3.3. Comparative Experiment

3.3.1. Parameter optimization based on Bayesian optimization algorithm

Since the general process of Bayesian optimization has been introduced earlier, this section focuses on its application to the DOH-LightGBM model. Specifically, the algorithm optimizes key hyperparameters such as num-leaves, learning-rate, and feature-fraction by iteratively refining the posterior distribution using Gaussian process regression. The objective function is set to maximize model accuracy on the validation set. The optimization process continuously updates the hyperparameter space through an acquisition function, ensuring the selection of the most promising parameter combinations. Table 4 summarizes the optimal hyperparameters and corresponding model performance achieved through this process.

3.3.2. Comparison of the Bayesian-DOH-LightGBM model with other classification models

To further evaluate the predictive performance of the Bayesian-DOH-LightGBM model, we compared it against several widely used classification models. These include traditional single classifiers such as Decision Tree and KNN, as well as popular ensemble learning models like Random Forest, XGBoost, AdaBoost, LightGBM, and Bayesian-LightGBM [51,52,53]. The comparative results are presented in Table 5. The experimental results indicate that the Bayesian-DOH-LightGBM model proposed in this study surpasses other models in key metrics such as precision, FAR, CSI, and accuracy. While its recall is slightly lower than that of the LightGBM model (ranked second), the overall predictive performance remains significantly superior to both mainstream ensemble learning classifiers and single classifiers, highlighting its exceptional comprehensive capabilities.

Figure 7 presents a comparison of the confusion matrices for the baseline LightGBM model and the enhanced Bayesian-DOH-LightGBM model on the test set. The results reveal that the Bayesian-DOH-LightGBM model achieves notable improvements in key performance metrics: the false alarm rate (FAR) is reduced by 2.8% (from 4.3% to 1.5%), and the precision increases by 5.8% (from 90.8% to 96.6%). These findings demonstrate that the Bayesian-DOH-LightGBM model delivers more balanced and robust classification performance in the hail prediction task.

4. Discussion

4.1. Input Feature Sensitivity Analysis

To analyze the sensitivity of features and their impact on hail prediction, this study employs SHAP (SHapley Additive exPlanations), a model interpretation method based on Shapley values from game theory. SHAP calculates the marginal contribution of each feature to the prediction outcome, quantifying its importance in the hail classification model [54]. A higher SHAP value indicates a greater influence of the feature on the model’s decision-making process.

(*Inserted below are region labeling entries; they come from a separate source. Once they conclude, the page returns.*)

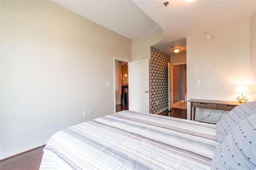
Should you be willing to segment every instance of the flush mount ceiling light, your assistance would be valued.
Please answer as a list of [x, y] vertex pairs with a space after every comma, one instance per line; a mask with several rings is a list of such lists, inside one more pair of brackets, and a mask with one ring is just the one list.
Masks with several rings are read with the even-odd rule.
[[172, 51], [174, 51], [176, 53], [178, 53], [178, 52], [179, 52], [180, 51], [180, 48], [175, 48], [175, 49], [173, 49], [172, 50]]
[[185, 2], [193, 2], [195, 1], [196, 0], [184, 0]]

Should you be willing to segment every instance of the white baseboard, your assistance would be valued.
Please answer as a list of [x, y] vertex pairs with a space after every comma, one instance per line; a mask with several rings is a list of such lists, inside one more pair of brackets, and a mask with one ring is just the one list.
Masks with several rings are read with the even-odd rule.
[[1, 154], [0, 155], [0, 160], [45, 144], [48, 140], [49, 139], [44, 140], [31, 145], [13, 150], [12, 151], [4, 153], [2, 154]]
[[166, 108], [164, 109], [162, 109], [162, 110], [160, 110], [160, 111], [158, 111], [158, 112], [156, 112], [156, 113], [154, 113], [154, 114], [155, 114], [155, 115], [158, 115], [159, 113], [161, 113], [162, 112], [166, 111], [166, 110], [168, 110], [168, 107], [166, 107]]

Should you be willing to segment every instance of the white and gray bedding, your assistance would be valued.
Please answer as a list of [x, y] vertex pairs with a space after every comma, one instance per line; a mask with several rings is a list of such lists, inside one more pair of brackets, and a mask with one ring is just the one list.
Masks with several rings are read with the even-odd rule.
[[40, 169], [210, 169], [216, 125], [125, 111], [60, 130]]

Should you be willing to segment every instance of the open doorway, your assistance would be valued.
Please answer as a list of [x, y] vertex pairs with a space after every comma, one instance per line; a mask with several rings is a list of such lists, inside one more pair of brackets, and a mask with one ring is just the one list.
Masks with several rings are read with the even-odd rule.
[[129, 110], [129, 61], [126, 59], [114, 57], [114, 113]]
[[173, 107], [187, 109], [186, 65], [173, 66]]

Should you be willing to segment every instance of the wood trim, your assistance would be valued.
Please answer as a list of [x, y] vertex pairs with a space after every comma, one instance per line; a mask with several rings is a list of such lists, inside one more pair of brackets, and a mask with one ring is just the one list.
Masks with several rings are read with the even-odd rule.
[[20, 155], [21, 155], [22, 154], [24, 154], [25, 153], [28, 152], [30, 152], [30, 151], [31, 151], [32, 150], [38, 149], [38, 148], [42, 148], [42, 147], [44, 147], [45, 146], [45, 144], [43, 144], [43, 145], [40, 146], [39, 146], [38, 147], [37, 147], [36, 148], [33, 148], [33, 149], [30, 149], [29, 150], [26, 150], [26, 151], [18, 153], [18, 154], [16, 154], [16, 155], [12, 155], [12, 156], [8, 157], [7, 158], [4, 158], [3, 159], [1, 159], [1, 160], [0, 160], [0, 162], [1, 162], [2, 161], [3, 161], [4, 160], [6, 160], [11, 158], [13, 158], [14, 157]]

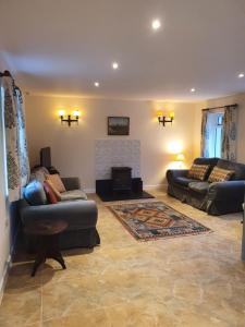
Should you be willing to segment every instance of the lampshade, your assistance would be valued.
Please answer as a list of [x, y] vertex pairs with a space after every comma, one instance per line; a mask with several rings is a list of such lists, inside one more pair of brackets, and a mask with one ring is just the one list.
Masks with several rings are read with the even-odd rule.
[[158, 110], [157, 111], [157, 117], [162, 117], [162, 116], [163, 116], [162, 110]]
[[185, 156], [183, 154], [177, 154], [176, 155], [176, 161], [184, 161]]
[[74, 110], [74, 111], [72, 112], [72, 114], [73, 114], [73, 116], [76, 116], [76, 117], [79, 117], [79, 116], [81, 116], [81, 112], [79, 112], [79, 110]]
[[58, 111], [58, 114], [61, 117], [61, 116], [64, 116], [65, 114], [65, 111], [62, 109], [62, 110], [59, 110]]

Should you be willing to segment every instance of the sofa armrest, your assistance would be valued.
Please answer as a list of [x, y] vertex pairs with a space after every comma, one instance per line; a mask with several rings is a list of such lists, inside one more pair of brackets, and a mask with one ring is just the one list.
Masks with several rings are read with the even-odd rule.
[[177, 177], [187, 177], [188, 169], [169, 169], [166, 173], [169, 183], [173, 182]]
[[81, 190], [81, 182], [78, 178], [61, 178], [66, 191]]
[[24, 225], [35, 220], [63, 219], [69, 229], [95, 227], [98, 209], [94, 201], [65, 201], [40, 206], [25, 205], [20, 208]]
[[209, 201], [241, 201], [244, 202], [245, 181], [225, 181], [211, 183], [208, 190]]

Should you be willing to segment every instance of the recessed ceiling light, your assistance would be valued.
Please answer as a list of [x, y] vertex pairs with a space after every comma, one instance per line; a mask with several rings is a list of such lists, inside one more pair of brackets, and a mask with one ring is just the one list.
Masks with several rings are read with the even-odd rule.
[[161, 22], [159, 20], [154, 20], [151, 22], [151, 27], [152, 27], [152, 29], [157, 31], [158, 28], [161, 27]]
[[119, 68], [119, 63], [117, 61], [112, 62], [112, 68], [113, 70], [117, 70]]

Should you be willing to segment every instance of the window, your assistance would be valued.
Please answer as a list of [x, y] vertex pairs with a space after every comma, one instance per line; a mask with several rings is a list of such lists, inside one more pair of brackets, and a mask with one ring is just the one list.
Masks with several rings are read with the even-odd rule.
[[223, 112], [208, 113], [208, 149], [209, 158], [221, 158], [222, 133], [223, 133]]

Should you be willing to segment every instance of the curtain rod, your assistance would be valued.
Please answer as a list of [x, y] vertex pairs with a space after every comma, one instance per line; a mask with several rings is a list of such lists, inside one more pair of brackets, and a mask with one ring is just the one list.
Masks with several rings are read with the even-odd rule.
[[237, 104], [234, 105], [226, 105], [226, 106], [220, 106], [220, 107], [213, 107], [213, 108], [206, 108], [206, 109], [201, 109], [203, 111], [209, 111], [209, 110], [215, 110], [215, 109], [221, 109], [221, 108], [226, 108], [226, 107], [237, 107]]

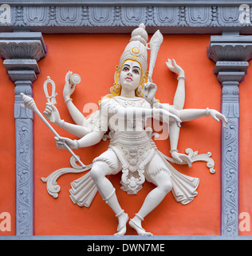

Figure 8 displays the distribution of the top ten features ranked by SHAP values in the Bayesian-DOH-LightGBM model. Key features such as p54.162, p60.162, and d2m exhibit the highest SHAP values, highlighting their critical roles in influencing tropospheric stability, convection intensity, moisture transport, and local weather systems—factors that significantly determine hail occurrence and severity.The geopotential height (z) and zonal wind (u) at different pressure levels (indicated by the numbers following the variables, such as z20 at 20hPa and u500 at 500hPa) are also identified as significant predictors. These meteorological parameters collectively determine hail occurrence and severity through their interactions in the atmosphere.

4.2. Analysis of Feature Factor Kernel Density Estimation Curves

Kernel density estimation (KDE) curves are used to estimate the probability density of feature values across data samples, providing a smooth representation of the feature distribution. Unlike histograms, KDE curves better illustrate the overall trends and underlying patterns in the data. In classification tasks, the KDE curve helps analyze the relationship between features and the target variable, revealing distribution differences across classes and offering valuable insights for model optimization and feature selection [55].

Figure 9 shows the KDE curves for the top six SHAP-ranked features (p54.162, p60.162, d2m, t100, u500, z20). Solid lines represent feature distributions in hail samples, while dashed lines represent those in non-hail samples. The curves for p54.162, p60.162, and d2m show distinct peaks in hail samples, indicating strong discriminatory power for hail events. These features are thus valuable indicators for hail prediction. In contrast, most other features lack significant separability, suggesting they have less impact on classification. Therefore, considering multiple key features and their interactions is crucial for improving prediction accuracy.

4.3. Discussion and Analysis

This study enhances the performance of the LightGBM model for hail prediction in Qinghai Province by integrating the Bayesian optimization algorithm with a dual-output head (DOH) structure, addressing challenges such as data imbalance and the need for high-precision predictions. The proposed Bayesian-DOH-LightGBM framework tackles key issues like data scarcity, class imbalance, and the complexity of multi-scale weather systems typical in hail prediction.

The DOH optimization, particularly the BF output head, outperforms other heads in terms of accuracy, hit rate, and F1-score. By applying different binary classification loss functions for hail and non-hail categories, the BF output head improves the model’s sensitivity to the minority class (hail), thus enhancing prediction accuracy.

Performance evaluation of the Bayesian optimization algorithm shows a significant advantage in computational efficiency. Compared to traditional methods, Bayesian optimization reduces computation time by nearly 10-fold relative to grid search and is 20% faster than random search, while maintaining comparable or superior prediction accuracy.

The Bayesian-DOH-LightGBM model outperforms both individual and ensemble classifiers. It achieves the highest hit rate, false alarm rate, critical success index, and overall accuracy on an independent test set. The reduction in misclassifications of hail events underscores the model’s effectiveness in improving prediction performance.

5. Conclusions and Future Work

This study demonstrates the effectiveness of integrating the Bayesian optimization algorithm with a dual-output head (DOH) structure to enhance the LightGBM model’s performance in hail prediction for Qinghai Province. The proposed Bayesian-DOH-LightGBM framework successfully addresses key challenges, including data scarcity, class imbalance, and the complexity of multi-scale weather systems. By improving the model’s sensitivity to hail events and applying Bayesian optimization to accelerate training while maintaining high accuracy, this approach outperforms traditional search methods and demonstrates superior prediction performance.

However, several challenges remain. The scarcity of hail data, compounded by severe class imbalance, makes it difficult for models to accurately capture hail formation patterns. As a rare phenomenon, hail events are vastly outnumbered by non-hail events, leading to a high false negative rate, especially when hail is imminent. Additionally, the complex multi-scale nature of convective weather systems and the limited resolution of existing meteorological data hinder precise predictions. The uneven distribution of meteorological stations in Qinghai Province further complicates timely data collection.

Future research will focus on incorporating high-resolution radar, satellite remote sensing, and numerical weather prediction model outputs to improve the capture of local weather details. Additionally, efforts will be made to develop more robust machine learning models capable of overcoming data scarcity and class imbalance while capturing the multi-scale dynamics of weather systems for enhanced hail prediction.